Sen. Hinchey said, “When victims of domestic violence and their loved ones come forward for help, they deserve to be protected under the law.

Melanie’s Law will bridge a glaring loophole by expanding orders of protection to cover family and household members, ensuring they can also seek protection from dangerous individuals.”

She added, “I’m proud to sponsor this common-sense legislation and to have secured its passage in the Senate.”

“The bill was originally sponsored by former Sen. Sue Serino. When I became the representative of northern Dutchess County in the State Senate, I discussed the bill with Sue, learned about its importance, both to her and the Chianese family, and decided to sponsor the bill,” explained Senator Hinchey.

Serino now serves as Dutchess County Executive and remains a supporter of the bill.

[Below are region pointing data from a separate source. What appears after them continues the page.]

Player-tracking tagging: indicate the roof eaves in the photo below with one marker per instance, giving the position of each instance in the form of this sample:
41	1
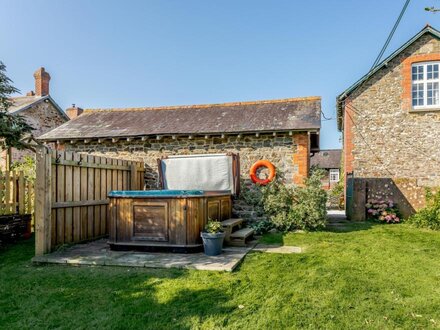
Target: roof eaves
341	97
30	105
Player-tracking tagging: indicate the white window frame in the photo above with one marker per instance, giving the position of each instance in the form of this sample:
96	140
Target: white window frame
424	82
335	172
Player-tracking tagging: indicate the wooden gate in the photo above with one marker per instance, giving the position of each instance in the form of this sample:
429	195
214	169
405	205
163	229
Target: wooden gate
71	203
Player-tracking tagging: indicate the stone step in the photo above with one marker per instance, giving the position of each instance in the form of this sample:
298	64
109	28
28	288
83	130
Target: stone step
239	237
242	233
229	225
232	222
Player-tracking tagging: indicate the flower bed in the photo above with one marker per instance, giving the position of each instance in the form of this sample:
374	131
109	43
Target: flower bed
383	211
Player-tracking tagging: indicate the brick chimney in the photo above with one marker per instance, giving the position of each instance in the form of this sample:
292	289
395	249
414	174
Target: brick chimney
74	111
41	82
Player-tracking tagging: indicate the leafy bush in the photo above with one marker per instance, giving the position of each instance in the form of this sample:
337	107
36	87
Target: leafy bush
383	211
290	208
336	195
262	226
429	216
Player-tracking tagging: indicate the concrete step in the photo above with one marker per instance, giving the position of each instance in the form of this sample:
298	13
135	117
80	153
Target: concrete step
240	237
230	225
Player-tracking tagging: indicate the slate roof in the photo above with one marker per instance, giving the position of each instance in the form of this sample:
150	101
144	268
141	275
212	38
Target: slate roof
260	116
22	103
327	159
340	99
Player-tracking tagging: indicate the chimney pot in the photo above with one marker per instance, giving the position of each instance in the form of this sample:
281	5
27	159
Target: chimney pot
41	82
74	111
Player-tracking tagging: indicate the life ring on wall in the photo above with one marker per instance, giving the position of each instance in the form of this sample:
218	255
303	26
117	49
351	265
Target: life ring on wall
256	166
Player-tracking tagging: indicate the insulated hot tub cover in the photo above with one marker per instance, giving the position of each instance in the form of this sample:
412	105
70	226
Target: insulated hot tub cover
211	172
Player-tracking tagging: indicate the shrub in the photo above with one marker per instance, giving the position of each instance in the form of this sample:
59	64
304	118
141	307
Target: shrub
382	211
429	216
336	196
290	208
262	226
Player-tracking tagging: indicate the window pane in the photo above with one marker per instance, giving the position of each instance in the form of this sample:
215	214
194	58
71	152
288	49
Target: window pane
432	91
417	72
417	94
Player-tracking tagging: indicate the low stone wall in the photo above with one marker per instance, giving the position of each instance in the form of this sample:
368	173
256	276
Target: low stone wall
408	195
289	154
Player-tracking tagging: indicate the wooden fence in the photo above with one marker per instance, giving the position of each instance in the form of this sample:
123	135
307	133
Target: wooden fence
71	190
16	193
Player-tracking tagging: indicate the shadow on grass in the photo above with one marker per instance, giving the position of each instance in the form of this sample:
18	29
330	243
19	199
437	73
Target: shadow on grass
348	227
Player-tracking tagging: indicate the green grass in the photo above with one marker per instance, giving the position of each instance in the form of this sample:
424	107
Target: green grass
368	276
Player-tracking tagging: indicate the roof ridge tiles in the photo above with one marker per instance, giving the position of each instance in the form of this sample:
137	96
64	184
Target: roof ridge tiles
208	105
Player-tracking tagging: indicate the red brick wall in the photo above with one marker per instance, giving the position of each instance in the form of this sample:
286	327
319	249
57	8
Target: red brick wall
301	158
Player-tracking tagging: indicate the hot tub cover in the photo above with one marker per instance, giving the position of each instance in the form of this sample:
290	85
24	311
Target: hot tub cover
212	172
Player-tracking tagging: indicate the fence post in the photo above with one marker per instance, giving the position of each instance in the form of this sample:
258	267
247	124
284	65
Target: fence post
133	180
43	202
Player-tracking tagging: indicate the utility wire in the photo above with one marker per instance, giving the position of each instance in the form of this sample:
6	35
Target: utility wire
390	36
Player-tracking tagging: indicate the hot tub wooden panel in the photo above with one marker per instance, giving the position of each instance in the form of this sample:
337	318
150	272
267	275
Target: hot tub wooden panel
164	221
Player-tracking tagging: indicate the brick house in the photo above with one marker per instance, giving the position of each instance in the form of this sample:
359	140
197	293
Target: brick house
390	120
282	131
39	110
330	162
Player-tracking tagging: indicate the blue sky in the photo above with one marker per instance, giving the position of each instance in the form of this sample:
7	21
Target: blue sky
170	52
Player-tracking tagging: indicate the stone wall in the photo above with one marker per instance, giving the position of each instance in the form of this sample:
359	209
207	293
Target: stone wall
385	138
289	153
43	117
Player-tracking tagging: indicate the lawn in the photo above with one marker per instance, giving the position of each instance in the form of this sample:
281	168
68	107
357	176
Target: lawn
365	276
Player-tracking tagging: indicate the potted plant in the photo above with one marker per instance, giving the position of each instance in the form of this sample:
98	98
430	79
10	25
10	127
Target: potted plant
213	237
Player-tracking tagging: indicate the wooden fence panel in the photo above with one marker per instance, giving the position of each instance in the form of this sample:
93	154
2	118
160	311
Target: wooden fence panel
16	193
77	187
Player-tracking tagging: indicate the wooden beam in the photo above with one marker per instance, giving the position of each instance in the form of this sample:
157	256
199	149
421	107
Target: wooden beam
43	202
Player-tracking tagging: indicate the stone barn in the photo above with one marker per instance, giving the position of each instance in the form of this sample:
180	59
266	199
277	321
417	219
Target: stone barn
40	111
281	131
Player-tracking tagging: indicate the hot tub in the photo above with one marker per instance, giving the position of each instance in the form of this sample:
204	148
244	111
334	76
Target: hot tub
164	219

Of Melanie’s mother Senator Hinchey said, “I thank Cheryl Chianese, Melanie’s mom for her tireless advocacy in the face of such unimaginable tragedy.”

At the time of her murder Melanie was about to graduate from Dutchess Community College with a degree in substance abuse counseling. She also was a devoted mother to a three-year-old son who has autism.

At his sentencing Senecal said he killed Melanie because he wanted revenge for being rejected by her mother. He was sentenced to life without parole and is also under restricted communication with the outside world because of writing, calling, and emailing Cheryl Chianese while in prison.

Cheryl Chianese was granted a 99-year restraining order against Senecal.

Since the murder of her daughter, Chianese has advocated for better protection for all involved in domestic violence.

She said, “If Melanie’s Law passes and if Melanie’s Law saves just one life, our mission has been fulfilled.”